A little while afterward, while the minister still remained buried in his beloved books, Lord Carinforth recurred again to Dougal Mac Dougal.
“The old fellow was right. If I am ever to have ‘ony wits ava,’ I ought to have them by this time. I am nearly twenty-one. Any other young man would have been a man long ago. And I will be a man—why should I not? True manliness is not solely outside. I dare say you could find many a fool and a coward six feet high.”
“Yes,” answered Helen, all she could find to say.
“And if I have nothing else, I have brains—quite as good brains, I think, as my neighbors. They can not say of me now that I’m ‘no a’ there.’ Nay, Helen, don’t look so fierce; they meant me no ill; it was but natural. Yes, God has left me something to be thankful for.”
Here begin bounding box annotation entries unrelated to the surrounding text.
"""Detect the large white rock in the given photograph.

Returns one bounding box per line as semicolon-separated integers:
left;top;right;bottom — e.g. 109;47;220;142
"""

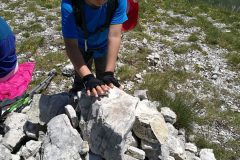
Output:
199;148;216;160
133;100;168;144
26;93;69;125
185;143;197;154
161;107;177;124
125;146;145;160
79;88;139;160
0;144;12;160
21;140;42;159
2;112;27;151
43;114;83;160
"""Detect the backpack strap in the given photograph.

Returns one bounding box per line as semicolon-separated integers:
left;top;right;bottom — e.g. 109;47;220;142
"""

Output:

The earl lifted his head—the only part of his frame which he could move freely, and his eyes flashed under his broad brows. Thoroughly manly brows they were, wherein any acute observer might trace that clear sound sense, active energy, and indomitable perseverance which make the real man, and lacking which the “brawest” young follow alive is a mere body—and animal wanting the soul.
“I wonder how I should set about managing my property. The duty will not be as easy for me as for most people, you know,” added he, sadly; “still, if I had a secretary—a thorough man of business, to teach me all about business, and to be constantly at my side, perhaps I might be able to accomplish it. And I might drive about the country—driving is less painful to me now—and get acquainted with my people; see what they wanted, and how I could best help them. They would get used to me, too. I might turn out to be a very respectable laird, and become interested in the improvement of my estates.”
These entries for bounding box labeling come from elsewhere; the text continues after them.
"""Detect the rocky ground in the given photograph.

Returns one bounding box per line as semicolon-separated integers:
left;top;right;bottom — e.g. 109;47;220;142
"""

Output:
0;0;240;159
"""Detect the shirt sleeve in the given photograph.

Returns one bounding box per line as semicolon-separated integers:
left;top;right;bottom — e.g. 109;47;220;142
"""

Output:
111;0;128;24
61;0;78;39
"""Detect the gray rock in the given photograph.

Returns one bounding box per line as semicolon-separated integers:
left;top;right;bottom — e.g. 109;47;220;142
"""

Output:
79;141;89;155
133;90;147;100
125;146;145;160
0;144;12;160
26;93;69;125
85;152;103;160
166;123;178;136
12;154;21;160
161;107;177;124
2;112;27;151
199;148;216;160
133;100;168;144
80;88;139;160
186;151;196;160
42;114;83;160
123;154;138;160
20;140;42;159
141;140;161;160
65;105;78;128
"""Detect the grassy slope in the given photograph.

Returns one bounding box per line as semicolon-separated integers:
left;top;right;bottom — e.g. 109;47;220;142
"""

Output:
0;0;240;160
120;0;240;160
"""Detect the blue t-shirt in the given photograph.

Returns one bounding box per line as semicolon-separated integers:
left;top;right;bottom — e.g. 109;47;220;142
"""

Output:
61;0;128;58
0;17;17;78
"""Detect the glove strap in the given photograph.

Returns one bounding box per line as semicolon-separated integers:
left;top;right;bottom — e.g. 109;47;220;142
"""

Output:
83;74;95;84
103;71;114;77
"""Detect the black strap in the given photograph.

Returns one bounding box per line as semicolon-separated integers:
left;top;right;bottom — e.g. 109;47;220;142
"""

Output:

“There is great opportunity for that, I know,” replied Helen. And then she told him of a conversation she had heard between her father and Mr. Menteith, when the latter had spoken of great changes impending over quiet Cairnforth: how a steamer was to begin plying up and down the loch —how there were continual applications for land to be feued—and how all these improvements would of necessity require the owner of the soil to take many a step unknown to and undreamed of by his forefathers —to make roads, reclaim hill and moorland, build new farms, churches, and school-houses.
“In short, as Mr. Menteith said, the world is changing so fast that the present Earl of Cairnforth will have any thing but the easy life of his father and grandfather.